- Coat of arms
- Location of Gmina Doruchów
- Coordinates (Doruchów): 51°25′N 18°5′E﻿ / ﻿51.417°N 18.083°E
- Country: Poland
- Voivodeship: Greater Poland
- County: Ostrzeszów
- Seat: Doruchów

Area
- • Total: 99.33 km^{2} (38.35 sq mi)

Population (2006)
- • Total: 5,136
- • Density: 52/km^{2} (130/sq mi)
- Website: http://www.doruchow.pl/

= Gmina Doruchów =

Gmina Doruchów is a rural gmina (administrative district) in Ostrzeszów County, Greater Poland Voivodeship, in west-central Poland. Its seat is the village of Doruchów, which lies approximately 7 km east of Ostrzeszów and 136 km south-east of the regional capital Poznań.

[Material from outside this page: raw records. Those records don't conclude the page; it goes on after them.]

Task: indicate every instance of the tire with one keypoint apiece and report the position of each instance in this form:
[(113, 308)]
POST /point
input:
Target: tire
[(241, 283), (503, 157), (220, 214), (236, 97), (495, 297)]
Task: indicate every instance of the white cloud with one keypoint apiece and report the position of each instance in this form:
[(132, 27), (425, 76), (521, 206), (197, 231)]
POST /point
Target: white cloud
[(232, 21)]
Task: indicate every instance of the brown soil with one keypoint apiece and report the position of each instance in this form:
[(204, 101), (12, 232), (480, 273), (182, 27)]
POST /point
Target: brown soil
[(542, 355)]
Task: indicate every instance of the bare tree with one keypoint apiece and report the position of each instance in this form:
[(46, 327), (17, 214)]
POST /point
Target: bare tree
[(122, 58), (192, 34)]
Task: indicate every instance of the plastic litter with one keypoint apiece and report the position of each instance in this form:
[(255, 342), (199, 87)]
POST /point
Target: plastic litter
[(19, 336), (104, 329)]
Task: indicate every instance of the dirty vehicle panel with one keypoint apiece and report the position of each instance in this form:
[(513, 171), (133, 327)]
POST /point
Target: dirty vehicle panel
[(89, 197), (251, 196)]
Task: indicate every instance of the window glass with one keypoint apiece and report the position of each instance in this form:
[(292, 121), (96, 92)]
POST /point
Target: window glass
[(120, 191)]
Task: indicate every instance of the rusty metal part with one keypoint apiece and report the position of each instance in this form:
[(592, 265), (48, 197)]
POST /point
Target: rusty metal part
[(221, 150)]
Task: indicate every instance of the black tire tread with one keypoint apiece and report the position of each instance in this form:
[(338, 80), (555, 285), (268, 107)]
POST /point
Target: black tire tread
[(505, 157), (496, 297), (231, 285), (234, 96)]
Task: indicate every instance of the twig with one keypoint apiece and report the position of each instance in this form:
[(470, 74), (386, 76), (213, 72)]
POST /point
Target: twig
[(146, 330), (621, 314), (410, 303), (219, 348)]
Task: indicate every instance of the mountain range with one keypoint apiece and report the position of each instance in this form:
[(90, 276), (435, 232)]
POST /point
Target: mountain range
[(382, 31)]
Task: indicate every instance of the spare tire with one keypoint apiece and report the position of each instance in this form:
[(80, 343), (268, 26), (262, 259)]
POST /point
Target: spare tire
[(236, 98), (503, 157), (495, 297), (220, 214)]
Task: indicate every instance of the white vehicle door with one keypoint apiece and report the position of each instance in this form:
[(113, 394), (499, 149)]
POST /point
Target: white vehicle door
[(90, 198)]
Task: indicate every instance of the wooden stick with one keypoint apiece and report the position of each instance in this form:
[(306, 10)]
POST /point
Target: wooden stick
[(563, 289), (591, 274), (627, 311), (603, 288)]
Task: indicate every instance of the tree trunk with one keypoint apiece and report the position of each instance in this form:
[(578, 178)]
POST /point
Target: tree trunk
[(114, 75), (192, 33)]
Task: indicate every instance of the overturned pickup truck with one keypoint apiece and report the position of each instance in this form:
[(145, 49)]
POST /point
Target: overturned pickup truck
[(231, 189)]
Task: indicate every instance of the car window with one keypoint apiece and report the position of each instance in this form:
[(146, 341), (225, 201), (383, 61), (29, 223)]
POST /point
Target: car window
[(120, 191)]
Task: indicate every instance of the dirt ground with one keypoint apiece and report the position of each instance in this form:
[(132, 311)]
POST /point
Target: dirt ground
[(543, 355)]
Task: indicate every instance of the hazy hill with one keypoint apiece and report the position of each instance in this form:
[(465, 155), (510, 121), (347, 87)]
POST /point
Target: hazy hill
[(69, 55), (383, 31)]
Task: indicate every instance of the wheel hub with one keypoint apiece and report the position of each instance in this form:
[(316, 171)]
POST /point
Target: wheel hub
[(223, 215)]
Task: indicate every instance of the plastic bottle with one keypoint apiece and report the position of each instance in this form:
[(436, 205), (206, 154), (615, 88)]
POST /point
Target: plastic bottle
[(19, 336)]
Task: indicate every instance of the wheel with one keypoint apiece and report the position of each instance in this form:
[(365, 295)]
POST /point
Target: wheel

The gmina covers an area of 99.33 km2, and as of 2006 its total population is 5,136.

==Villages==
Gmina Doruchów contains the villages and settlements of Doruchów, Godziętowy, Gruszków, Mieleszówka, Morawin, Oświęcim, Pieczyska, Plugawice, Przytocznica, Rudniczysko, Skarydzew, Stara Kuźnica, Tokarzew, Tonia, Torzeniec, Torzeniec PGR, Wrzosy, Wygoda Plugawska, Wygoda Tokarska and Zalesie.

==Neighbouring gminas==
Gmina Doruchów is bordered by the gminas of Galewice, Grabów nad Prosną, Kępno, Ostrzeszów and Wieruszów.